Он нашел победу и едва не нашел смерть.
Никогда еще со времен появления пороха и пушек моря не видели сражений, завершившихся столь ужасающей военной катастрофой. Из тринадцати линейных кораблей, составлявших, как уже было сказано, французский флот, только двум удалось уцелеть в море огня и вырваться из рук противника.
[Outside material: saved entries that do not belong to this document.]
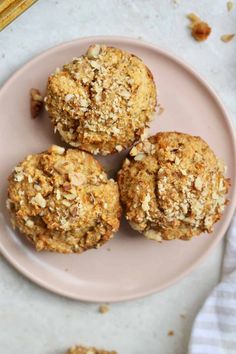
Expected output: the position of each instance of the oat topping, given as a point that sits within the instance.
(172, 186)
(102, 100)
(63, 201)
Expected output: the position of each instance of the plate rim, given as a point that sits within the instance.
(231, 208)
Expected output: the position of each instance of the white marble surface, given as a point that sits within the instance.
(31, 319)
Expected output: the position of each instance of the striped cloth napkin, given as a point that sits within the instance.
(214, 330)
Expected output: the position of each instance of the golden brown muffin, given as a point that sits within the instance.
(172, 187)
(63, 201)
(102, 101)
(90, 350)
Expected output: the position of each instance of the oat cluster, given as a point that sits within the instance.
(83, 350)
(172, 187)
(63, 201)
(102, 101)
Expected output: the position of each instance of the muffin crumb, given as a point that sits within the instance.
(36, 102)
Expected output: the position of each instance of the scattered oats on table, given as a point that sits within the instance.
(63, 201)
(172, 186)
(88, 350)
(102, 101)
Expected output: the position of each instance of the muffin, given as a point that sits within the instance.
(62, 201)
(102, 101)
(172, 186)
(83, 350)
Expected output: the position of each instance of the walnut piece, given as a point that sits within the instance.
(200, 30)
(36, 102)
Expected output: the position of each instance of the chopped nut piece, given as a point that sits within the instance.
(103, 309)
(201, 31)
(153, 235)
(93, 51)
(230, 5)
(36, 102)
(227, 37)
(29, 223)
(139, 157)
(69, 97)
(119, 148)
(77, 179)
(145, 204)
(133, 151)
(198, 183)
(39, 200)
(160, 109)
(57, 149)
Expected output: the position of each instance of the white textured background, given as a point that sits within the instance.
(33, 321)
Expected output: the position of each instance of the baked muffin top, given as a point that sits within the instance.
(102, 101)
(172, 186)
(63, 201)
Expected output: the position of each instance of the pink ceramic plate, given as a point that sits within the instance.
(129, 266)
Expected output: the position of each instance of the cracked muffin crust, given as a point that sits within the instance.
(86, 350)
(63, 201)
(102, 101)
(172, 186)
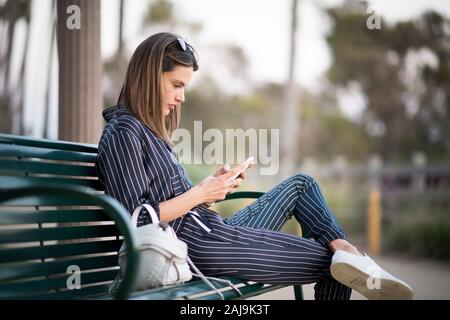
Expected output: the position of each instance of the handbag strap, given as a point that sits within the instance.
(150, 211)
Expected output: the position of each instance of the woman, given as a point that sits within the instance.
(137, 165)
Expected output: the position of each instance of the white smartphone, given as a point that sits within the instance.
(247, 162)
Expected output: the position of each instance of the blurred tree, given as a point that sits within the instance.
(46, 132)
(12, 95)
(80, 70)
(289, 121)
(115, 67)
(403, 70)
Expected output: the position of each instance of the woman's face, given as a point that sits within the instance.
(174, 84)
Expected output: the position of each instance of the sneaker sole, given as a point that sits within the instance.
(357, 280)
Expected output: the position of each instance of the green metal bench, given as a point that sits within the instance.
(55, 220)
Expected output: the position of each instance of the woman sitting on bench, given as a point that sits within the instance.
(137, 164)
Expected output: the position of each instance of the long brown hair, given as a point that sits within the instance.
(141, 93)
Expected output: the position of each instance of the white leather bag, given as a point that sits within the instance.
(163, 257)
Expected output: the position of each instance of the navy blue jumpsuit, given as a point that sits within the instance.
(135, 167)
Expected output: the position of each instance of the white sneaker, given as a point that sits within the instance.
(362, 274)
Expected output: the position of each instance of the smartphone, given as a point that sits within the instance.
(247, 162)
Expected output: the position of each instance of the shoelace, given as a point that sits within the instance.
(206, 279)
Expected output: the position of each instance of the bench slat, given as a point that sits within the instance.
(21, 166)
(15, 272)
(64, 233)
(42, 286)
(59, 250)
(16, 151)
(49, 216)
(92, 292)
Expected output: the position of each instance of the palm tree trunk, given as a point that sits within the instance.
(49, 73)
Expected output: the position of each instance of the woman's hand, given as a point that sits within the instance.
(226, 168)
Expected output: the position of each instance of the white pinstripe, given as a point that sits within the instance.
(136, 167)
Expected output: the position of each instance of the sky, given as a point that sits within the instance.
(260, 27)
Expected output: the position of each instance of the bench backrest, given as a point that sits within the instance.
(45, 239)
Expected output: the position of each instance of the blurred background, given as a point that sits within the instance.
(360, 91)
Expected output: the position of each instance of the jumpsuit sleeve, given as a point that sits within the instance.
(125, 176)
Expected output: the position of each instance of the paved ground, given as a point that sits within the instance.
(430, 279)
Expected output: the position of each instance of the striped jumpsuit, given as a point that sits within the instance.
(137, 167)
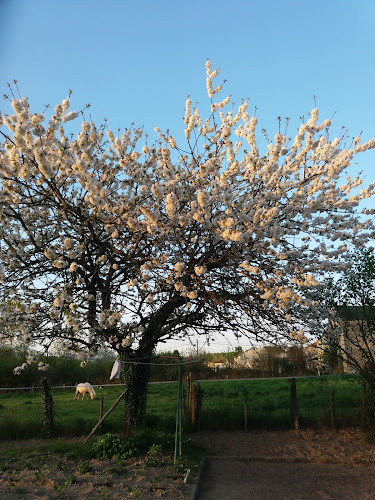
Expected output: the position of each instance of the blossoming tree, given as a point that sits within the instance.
(108, 240)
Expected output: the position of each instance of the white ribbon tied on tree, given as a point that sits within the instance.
(115, 373)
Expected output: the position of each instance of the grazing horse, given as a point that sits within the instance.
(85, 388)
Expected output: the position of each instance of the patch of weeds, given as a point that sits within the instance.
(4, 466)
(105, 493)
(21, 490)
(14, 478)
(40, 475)
(84, 468)
(60, 488)
(112, 446)
(134, 492)
(117, 469)
(154, 455)
(59, 465)
(25, 464)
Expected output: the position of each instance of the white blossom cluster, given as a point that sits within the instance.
(29, 361)
(103, 227)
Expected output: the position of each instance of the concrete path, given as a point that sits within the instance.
(233, 478)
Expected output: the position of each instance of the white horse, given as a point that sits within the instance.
(85, 388)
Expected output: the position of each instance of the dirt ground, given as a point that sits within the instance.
(292, 465)
(31, 475)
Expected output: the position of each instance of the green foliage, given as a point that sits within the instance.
(223, 408)
(112, 446)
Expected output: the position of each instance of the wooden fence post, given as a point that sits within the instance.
(101, 412)
(332, 406)
(293, 404)
(245, 407)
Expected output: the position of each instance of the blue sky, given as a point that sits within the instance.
(137, 61)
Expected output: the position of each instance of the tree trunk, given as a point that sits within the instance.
(136, 378)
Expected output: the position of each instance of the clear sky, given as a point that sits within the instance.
(136, 61)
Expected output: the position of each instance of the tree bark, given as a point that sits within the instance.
(136, 378)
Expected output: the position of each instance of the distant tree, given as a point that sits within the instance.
(106, 239)
(350, 335)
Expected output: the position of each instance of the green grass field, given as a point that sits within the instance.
(21, 415)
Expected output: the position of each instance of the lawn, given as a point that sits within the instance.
(21, 415)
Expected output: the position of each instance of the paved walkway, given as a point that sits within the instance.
(232, 478)
(306, 465)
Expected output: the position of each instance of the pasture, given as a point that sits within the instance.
(21, 414)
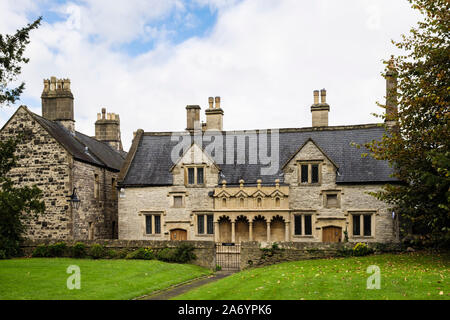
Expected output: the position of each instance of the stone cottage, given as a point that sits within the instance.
(62, 162)
(299, 184)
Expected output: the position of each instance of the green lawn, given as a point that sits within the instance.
(405, 276)
(45, 278)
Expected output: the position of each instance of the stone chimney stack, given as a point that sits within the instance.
(214, 115)
(391, 93)
(57, 102)
(193, 117)
(107, 129)
(320, 110)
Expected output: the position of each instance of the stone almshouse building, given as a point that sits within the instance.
(218, 187)
(58, 159)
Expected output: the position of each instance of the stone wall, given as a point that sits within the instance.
(97, 215)
(295, 199)
(43, 162)
(204, 250)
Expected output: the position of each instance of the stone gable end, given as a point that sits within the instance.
(42, 161)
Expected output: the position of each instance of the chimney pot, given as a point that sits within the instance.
(316, 96)
(319, 111)
(323, 96)
(217, 102)
(211, 102)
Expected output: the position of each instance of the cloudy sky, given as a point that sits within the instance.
(148, 59)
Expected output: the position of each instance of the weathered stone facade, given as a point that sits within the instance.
(238, 216)
(319, 192)
(42, 161)
(59, 160)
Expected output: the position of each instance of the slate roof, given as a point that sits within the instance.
(97, 153)
(151, 163)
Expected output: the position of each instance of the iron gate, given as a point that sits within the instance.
(228, 256)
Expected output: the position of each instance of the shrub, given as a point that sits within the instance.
(122, 253)
(79, 250)
(142, 253)
(181, 254)
(344, 252)
(41, 251)
(185, 253)
(57, 249)
(97, 251)
(361, 249)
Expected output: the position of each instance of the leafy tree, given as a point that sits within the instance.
(417, 146)
(16, 203)
(12, 48)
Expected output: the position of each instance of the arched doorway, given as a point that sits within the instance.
(259, 229)
(242, 229)
(277, 229)
(331, 234)
(224, 229)
(178, 234)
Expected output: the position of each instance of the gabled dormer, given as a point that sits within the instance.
(310, 166)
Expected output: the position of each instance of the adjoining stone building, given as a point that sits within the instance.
(59, 159)
(300, 184)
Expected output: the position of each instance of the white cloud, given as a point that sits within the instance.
(264, 58)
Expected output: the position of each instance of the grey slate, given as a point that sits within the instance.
(152, 162)
(98, 153)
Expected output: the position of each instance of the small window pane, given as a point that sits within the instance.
(178, 201)
(356, 225)
(210, 224)
(308, 225)
(304, 173)
(332, 200)
(157, 224)
(315, 173)
(298, 225)
(200, 224)
(367, 225)
(199, 175)
(148, 224)
(191, 176)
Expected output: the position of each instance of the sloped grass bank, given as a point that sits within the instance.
(402, 276)
(46, 278)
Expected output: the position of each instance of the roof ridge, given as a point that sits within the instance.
(281, 130)
(102, 142)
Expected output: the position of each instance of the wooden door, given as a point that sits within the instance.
(178, 234)
(331, 234)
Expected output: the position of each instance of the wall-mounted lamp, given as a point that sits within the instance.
(74, 199)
Один из кораблей, «Восток», взлетел на воздух, еще один корабль и фрегат потонули, а девять – были захвачены. Нельсон превратился в героя: в течение всего времени, Пока длилось сражение, он был открыт для смерти, но та так и не пожелала забрать его. Но он получил тяжелое увечье: одно из ядер, пущенных с борта «Вильгельма Телля», сбило рею «Венгарду», на котором он находился, и та рухнула прямо ему на голову в тот момент, когда тот ее поднял, желая понять причину ужасного грохота. Кожа над его единственным глазом была содрана, и он, словно бык, не выдержавший собственной тяжести, рухнул на палубу, обливаясь кровью.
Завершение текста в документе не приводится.